Cyclosporine A: impact on mitochondrial function in endothelial cells.

INTRODUCTION: Although cyclosporine A (CSA) is considered to be an efficient immunosuppressive compound in transplantation, vascular side effects like arterial hypertension, neurologic complications and other adverse reactions occur. Interference of CSA with mitochondrial function may be responsible for these side effects.
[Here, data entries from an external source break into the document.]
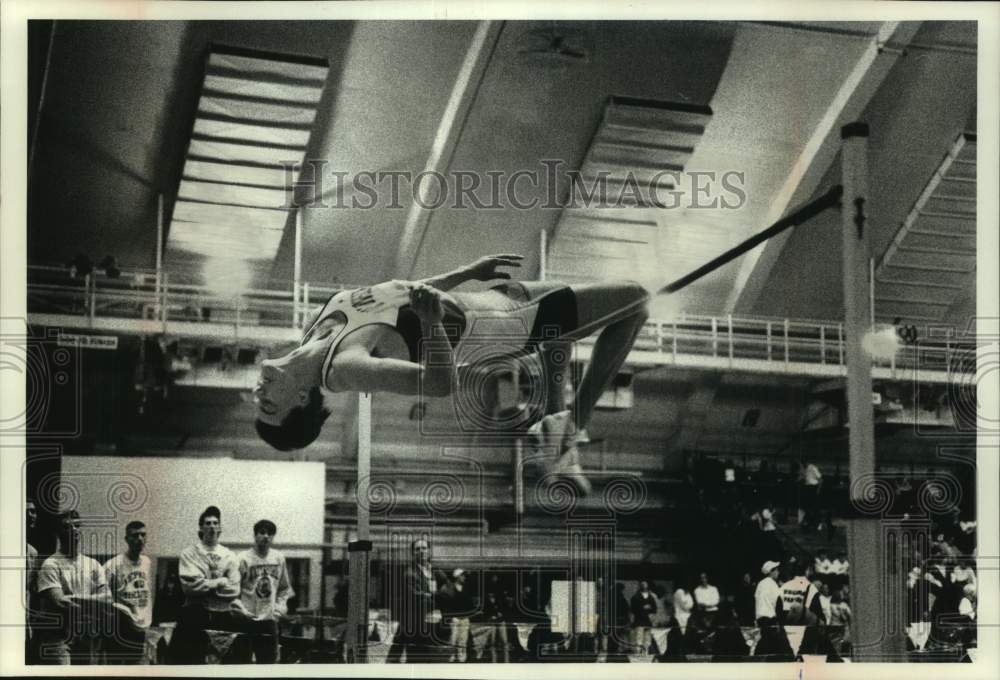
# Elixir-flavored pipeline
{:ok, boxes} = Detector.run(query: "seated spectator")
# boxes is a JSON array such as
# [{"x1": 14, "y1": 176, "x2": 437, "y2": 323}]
[
  {"x1": 441, "y1": 569, "x2": 476, "y2": 663},
  {"x1": 692, "y1": 572, "x2": 722, "y2": 628},
  {"x1": 813, "y1": 581, "x2": 833, "y2": 623},
  {"x1": 657, "y1": 618, "x2": 688, "y2": 663},
  {"x1": 829, "y1": 586, "x2": 852, "y2": 654},
  {"x1": 37, "y1": 510, "x2": 121, "y2": 666},
  {"x1": 674, "y1": 588, "x2": 694, "y2": 633},
  {"x1": 951, "y1": 562, "x2": 976, "y2": 588},
  {"x1": 153, "y1": 569, "x2": 184, "y2": 625},
  {"x1": 813, "y1": 550, "x2": 832, "y2": 578},
  {"x1": 712, "y1": 604, "x2": 750, "y2": 660},
  {"x1": 958, "y1": 583, "x2": 976, "y2": 621},
  {"x1": 955, "y1": 521, "x2": 976, "y2": 555}
]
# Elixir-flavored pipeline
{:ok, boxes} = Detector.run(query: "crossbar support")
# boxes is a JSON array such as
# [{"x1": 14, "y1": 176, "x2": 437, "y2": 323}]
[{"x1": 344, "y1": 392, "x2": 372, "y2": 663}]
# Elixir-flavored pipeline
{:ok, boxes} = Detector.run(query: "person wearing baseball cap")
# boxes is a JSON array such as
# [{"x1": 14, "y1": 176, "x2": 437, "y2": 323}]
[{"x1": 754, "y1": 560, "x2": 781, "y2": 630}]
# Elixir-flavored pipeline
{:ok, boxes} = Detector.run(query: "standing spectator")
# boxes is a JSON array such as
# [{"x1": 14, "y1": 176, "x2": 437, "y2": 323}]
[
  {"x1": 480, "y1": 588, "x2": 510, "y2": 663},
  {"x1": 629, "y1": 581, "x2": 657, "y2": 654},
  {"x1": 170, "y1": 505, "x2": 246, "y2": 664},
  {"x1": 754, "y1": 560, "x2": 781, "y2": 631},
  {"x1": 813, "y1": 581, "x2": 833, "y2": 623},
  {"x1": 38, "y1": 510, "x2": 118, "y2": 666},
  {"x1": 735, "y1": 572, "x2": 755, "y2": 626},
  {"x1": 104, "y1": 521, "x2": 153, "y2": 664},
  {"x1": 693, "y1": 572, "x2": 722, "y2": 628},
  {"x1": 441, "y1": 569, "x2": 475, "y2": 663},
  {"x1": 958, "y1": 583, "x2": 976, "y2": 621},
  {"x1": 813, "y1": 550, "x2": 831, "y2": 582},
  {"x1": 830, "y1": 586, "x2": 852, "y2": 654},
  {"x1": 827, "y1": 553, "x2": 847, "y2": 590},
  {"x1": 239, "y1": 519, "x2": 295, "y2": 663},
  {"x1": 608, "y1": 581, "x2": 629, "y2": 658},
  {"x1": 951, "y1": 562, "x2": 976, "y2": 590},
  {"x1": 781, "y1": 561, "x2": 822, "y2": 625},
  {"x1": 674, "y1": 588, "x2": 694, "y2": 634},
  {"x1": 153, "y1": 569, "x2": 184, "y2": 624},
  {"x1": 799, "y1": 460, "x2": 823, "y2": 531},
  {"x1": 386, "y1": 538, "x2": 444, "y2": 663}
]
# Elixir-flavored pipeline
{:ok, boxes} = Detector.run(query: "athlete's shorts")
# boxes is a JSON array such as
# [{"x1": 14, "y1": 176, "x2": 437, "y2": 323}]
[{"x1": 451, "y1": 281, "x2": 579, "y2": 352}]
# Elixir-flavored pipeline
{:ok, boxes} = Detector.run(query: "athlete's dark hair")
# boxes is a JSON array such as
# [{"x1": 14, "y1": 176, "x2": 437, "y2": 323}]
[
  {"x1": 198, "y1": 505, "x2": 222, "y2": 526},
  {"x1": 253, "y1": 519, "x2": 278, "y2": 536},
  {"x1": 254, "y1": 387, "x2": 330, "y2": 451}
]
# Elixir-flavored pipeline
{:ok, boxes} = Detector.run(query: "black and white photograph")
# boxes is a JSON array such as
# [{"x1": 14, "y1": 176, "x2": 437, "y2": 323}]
[{"x1": 0, "y1": 0, "x2": 1000, "y2": 678}]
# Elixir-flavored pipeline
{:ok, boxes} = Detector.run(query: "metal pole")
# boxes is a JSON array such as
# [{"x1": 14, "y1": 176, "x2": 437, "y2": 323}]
[
  {"x1": 841, "y1": 123, "x2": 906, "y2": 661},
  {"x1": 292, "y1": 208, "x2": 302, "y2": 328},
  {"x1": 538, "y1": 229, "x2": 549, "y2": 281},
  {"x1": 344, "y1": 392, "x2": 372, "y2": 663},
  {"x1": 156, "y1": 194, "x2": 163, "y2": 314}
]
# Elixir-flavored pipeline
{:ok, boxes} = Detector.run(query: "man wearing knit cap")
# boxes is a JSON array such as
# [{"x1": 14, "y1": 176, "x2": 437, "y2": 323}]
[{"x1": 170, "y1": 505, "x2": 245, "y2": 664}]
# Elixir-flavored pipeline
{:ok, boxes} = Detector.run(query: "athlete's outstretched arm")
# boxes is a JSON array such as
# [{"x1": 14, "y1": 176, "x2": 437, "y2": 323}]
[{"x1": 417, "y1": 254, "x2": 524, "y2": 290}]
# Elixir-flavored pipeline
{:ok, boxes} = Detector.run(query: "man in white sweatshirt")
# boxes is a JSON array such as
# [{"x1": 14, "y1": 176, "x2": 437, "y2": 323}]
[
  {"x1": 170, "y1": 505, "x2": 246, "y2": 664},
  {"x1": 239, "y1": 519, "x2": 295, "y2": 663},
  {"x1": 104, "y1": 520, "x2": 155, "y2": 664}
]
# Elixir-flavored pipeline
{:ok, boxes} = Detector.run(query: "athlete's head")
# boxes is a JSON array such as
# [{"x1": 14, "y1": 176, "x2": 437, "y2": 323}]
[
  {"x1": 253, "y1": 340, "x2": 330, "y2": 451},
  {"x1": 254, "y1": 387, "x2": 330, "y2": 451}
]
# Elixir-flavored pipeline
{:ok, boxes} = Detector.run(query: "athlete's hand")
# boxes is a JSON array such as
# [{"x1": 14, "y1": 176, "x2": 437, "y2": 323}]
[
  {"x1": 468, "y1": 255, "x2": 524, "y2": 281},
  {"x1": 410, "y1": 283, "x2": 444, "y2": 323}
]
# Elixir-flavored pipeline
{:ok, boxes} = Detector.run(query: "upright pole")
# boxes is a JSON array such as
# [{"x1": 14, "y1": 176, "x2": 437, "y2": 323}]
[
  {"x1": 841, "y1": 123, "x2": 906, "y2": 661},
  {"x1": 344, "y1": 392, "x2": 372, "y2": 663},
  {"x1": 156, "y1": 194, "x2": 163, "y2": 316},
  {"x1": 292, "y1": 207, "x2": 302, "y2": 328},
  {"x1": 538, "y1": 229, "x2": 549, "y2": 281}
]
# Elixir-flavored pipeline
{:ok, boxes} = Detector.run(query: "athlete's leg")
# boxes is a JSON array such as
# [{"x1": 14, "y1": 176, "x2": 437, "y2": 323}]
[
  {"x1": 532, "y1": 282, "x2": 649, "y2": 494},
  {"x1": 568, "y1": 282, "x2": 649, "y2": 428}
]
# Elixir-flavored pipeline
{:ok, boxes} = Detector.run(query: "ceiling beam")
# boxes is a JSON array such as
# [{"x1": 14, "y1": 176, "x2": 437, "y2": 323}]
[
  {"x1": 724, "y1": 21, "x2": 920, "y2": 313},
  {"x1": 394, "y1": 21, "x2": 503, "y2": 279}
]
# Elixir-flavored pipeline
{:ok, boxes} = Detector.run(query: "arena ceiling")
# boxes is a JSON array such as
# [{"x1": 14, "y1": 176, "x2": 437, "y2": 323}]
[{"x1": 28, "y1": 21, "x2": 976, "y2": 468}]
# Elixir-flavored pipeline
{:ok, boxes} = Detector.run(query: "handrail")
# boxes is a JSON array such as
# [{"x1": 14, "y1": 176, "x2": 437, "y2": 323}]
[{"x1": 27, "y1": 265, "x2": 976, "y2": 373}]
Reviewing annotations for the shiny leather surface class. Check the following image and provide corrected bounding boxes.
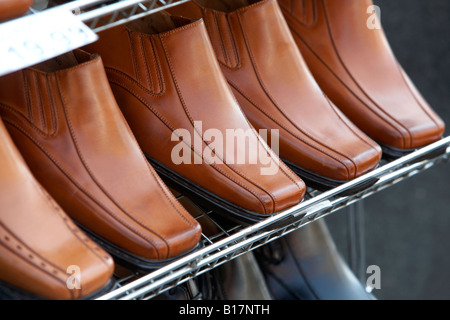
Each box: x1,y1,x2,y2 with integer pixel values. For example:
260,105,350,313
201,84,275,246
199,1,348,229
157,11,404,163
0,120,114,299
173,0,381,181
82,13,305,214
0,50,201,260
0,0,33,21
255,220,376,300
279,0,444,149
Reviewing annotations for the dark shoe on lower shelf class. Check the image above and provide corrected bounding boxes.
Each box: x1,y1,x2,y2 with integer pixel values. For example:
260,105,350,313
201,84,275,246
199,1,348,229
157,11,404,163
255,219,375,300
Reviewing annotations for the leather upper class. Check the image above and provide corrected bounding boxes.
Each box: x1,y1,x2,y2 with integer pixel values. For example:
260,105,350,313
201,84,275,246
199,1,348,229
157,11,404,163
0,120,114,299
0,0,33,21
0,50,201,260
279,0,445,149
174,0,381,181
86,14,305,214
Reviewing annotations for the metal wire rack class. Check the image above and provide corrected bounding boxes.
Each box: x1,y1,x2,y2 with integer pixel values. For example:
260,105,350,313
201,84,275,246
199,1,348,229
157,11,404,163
98,137,450,300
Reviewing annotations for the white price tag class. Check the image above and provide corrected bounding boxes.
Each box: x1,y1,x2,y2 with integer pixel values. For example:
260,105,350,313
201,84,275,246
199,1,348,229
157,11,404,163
0,8,98,76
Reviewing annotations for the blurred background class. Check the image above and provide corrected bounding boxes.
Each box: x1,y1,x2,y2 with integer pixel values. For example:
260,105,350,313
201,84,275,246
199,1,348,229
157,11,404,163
325,0,450,300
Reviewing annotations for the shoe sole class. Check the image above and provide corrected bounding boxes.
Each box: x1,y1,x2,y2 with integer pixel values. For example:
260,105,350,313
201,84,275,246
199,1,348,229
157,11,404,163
146,155,301,228
282,159,379,196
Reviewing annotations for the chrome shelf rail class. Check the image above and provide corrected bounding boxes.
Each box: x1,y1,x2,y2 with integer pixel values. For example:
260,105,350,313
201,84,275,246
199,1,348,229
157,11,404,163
98,137,450,300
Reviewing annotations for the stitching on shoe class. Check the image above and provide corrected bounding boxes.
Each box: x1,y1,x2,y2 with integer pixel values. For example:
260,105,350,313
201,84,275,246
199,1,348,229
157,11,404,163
109,75,265,215
320,0,412,148
161,28,276,212
4,119,163,260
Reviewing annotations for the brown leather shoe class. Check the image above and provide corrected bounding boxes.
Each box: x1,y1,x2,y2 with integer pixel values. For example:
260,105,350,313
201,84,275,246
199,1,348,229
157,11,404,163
83,12,305,223
169,0,381,191
0,120,114,300
279,0,444,158
0,0,33,21
0,50,201,269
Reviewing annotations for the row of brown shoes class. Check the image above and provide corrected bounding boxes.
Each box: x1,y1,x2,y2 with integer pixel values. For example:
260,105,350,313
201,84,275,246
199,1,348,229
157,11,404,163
0,0,444,299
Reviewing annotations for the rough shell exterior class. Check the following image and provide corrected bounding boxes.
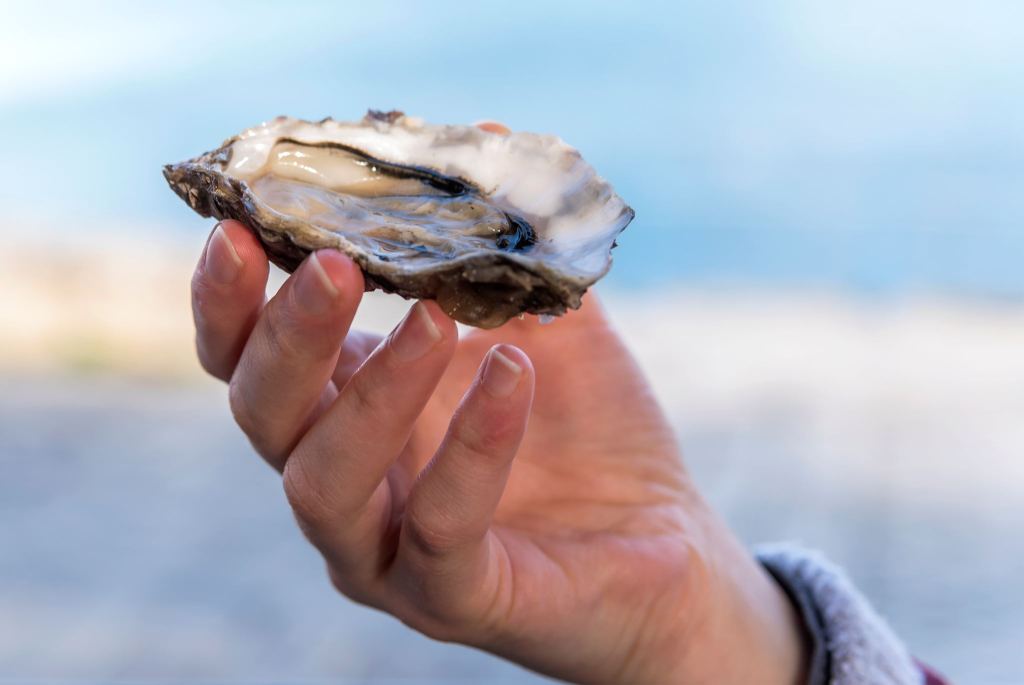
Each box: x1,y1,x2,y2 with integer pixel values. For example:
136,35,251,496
164,112,633,328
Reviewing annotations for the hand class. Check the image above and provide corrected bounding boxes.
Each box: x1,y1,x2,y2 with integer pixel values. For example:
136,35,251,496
186,125,808,685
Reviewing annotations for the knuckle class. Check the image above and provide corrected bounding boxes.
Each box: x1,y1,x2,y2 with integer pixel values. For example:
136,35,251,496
282,459,333,538
402,510,456,559
345,365,386,420
227,372,256,438
263,306,303,359
449,421,509,460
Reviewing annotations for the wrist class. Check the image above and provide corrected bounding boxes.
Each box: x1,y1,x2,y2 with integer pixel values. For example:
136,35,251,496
650,504,811,685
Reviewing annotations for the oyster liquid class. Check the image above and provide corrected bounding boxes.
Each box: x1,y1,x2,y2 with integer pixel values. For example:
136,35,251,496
248,138,537,261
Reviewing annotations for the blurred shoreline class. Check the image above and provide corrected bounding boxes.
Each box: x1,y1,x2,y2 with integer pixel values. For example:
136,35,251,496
0,237,1024,378
0,238,1024,682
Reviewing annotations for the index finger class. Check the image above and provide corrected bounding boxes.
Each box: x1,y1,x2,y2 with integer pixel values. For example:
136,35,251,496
191,219,270,381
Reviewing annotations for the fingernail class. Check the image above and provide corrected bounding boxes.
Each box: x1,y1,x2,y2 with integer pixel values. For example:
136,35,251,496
295,252,338,314
483,347,522,397
391,302,441,361
206,223,242,286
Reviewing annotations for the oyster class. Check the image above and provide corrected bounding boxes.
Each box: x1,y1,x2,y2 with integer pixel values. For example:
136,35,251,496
164,111,633,328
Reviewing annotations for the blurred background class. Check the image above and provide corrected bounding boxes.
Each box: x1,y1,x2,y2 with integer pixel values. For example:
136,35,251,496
0,0,1024,683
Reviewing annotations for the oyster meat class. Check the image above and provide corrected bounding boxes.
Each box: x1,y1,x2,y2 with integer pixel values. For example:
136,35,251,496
164,111,633,328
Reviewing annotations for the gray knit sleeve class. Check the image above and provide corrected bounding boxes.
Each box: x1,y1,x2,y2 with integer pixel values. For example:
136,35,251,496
755,545,924,685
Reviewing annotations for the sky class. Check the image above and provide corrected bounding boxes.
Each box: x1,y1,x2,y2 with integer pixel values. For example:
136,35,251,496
0,0,1024,298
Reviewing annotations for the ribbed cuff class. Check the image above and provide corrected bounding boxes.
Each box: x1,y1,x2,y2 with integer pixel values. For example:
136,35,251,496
755,545,925,685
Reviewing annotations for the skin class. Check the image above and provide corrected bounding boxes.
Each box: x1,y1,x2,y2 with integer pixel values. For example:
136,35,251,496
193,122,809,685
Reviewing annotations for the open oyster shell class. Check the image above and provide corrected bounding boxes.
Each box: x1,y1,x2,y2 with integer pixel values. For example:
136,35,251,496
164,112,633,328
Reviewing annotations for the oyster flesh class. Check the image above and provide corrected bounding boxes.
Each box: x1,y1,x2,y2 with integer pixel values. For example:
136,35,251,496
164,111,633,328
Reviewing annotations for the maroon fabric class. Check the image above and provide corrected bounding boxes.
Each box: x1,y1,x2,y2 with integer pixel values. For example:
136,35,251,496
913,659,952,685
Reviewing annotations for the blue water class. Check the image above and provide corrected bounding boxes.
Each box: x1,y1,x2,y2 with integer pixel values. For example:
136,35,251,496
0,0,1024,297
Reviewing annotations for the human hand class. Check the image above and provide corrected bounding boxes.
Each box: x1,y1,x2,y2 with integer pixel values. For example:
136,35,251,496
193,124,807,685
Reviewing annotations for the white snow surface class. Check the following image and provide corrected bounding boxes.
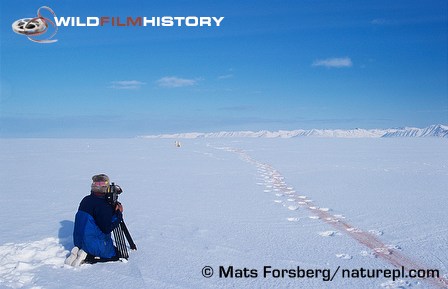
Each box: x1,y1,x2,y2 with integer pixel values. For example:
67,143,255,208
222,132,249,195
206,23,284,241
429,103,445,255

METHODS: We evaluated the effect of CSA on mitochondrial and glycolytic function by measuring fatty acid oxidation (FAO), activities of respiratory chain complexes (RC) and citratesynthase (CS), lactate/pyruvate-ratios, energy-rich phosphates as well as activities of some glycolytic enzymes in human umbilical vein endothelial cells.
RESULTS: After 48 h of CSA incubation, global FAO, RC-complexes 1 + 3; 4 and 5 as well as CS were compromised while energy charges were not reduced. Lactate/pyruvate-ratios increased; cellular lactate dehydrogenase (LDH)-, hexokinase- and phosphofructokinase-activities were not impaired by CSA. Moderate cellular toxicity, assessed by LDH leakage, appeared only at the highest CSA concentration.
CONCLUSION: Part of CSA toxicity may arise from alterations in mitochondrial function as judged by impaired FAO and respiratory chain enzymes. To some extent, energy balance seems to be maintained by cytosolic energy production. Although only demonstrated for endothelial cells, it is conceivable that such effects will alter energy metabolism of different organs with high oxidative energy demands.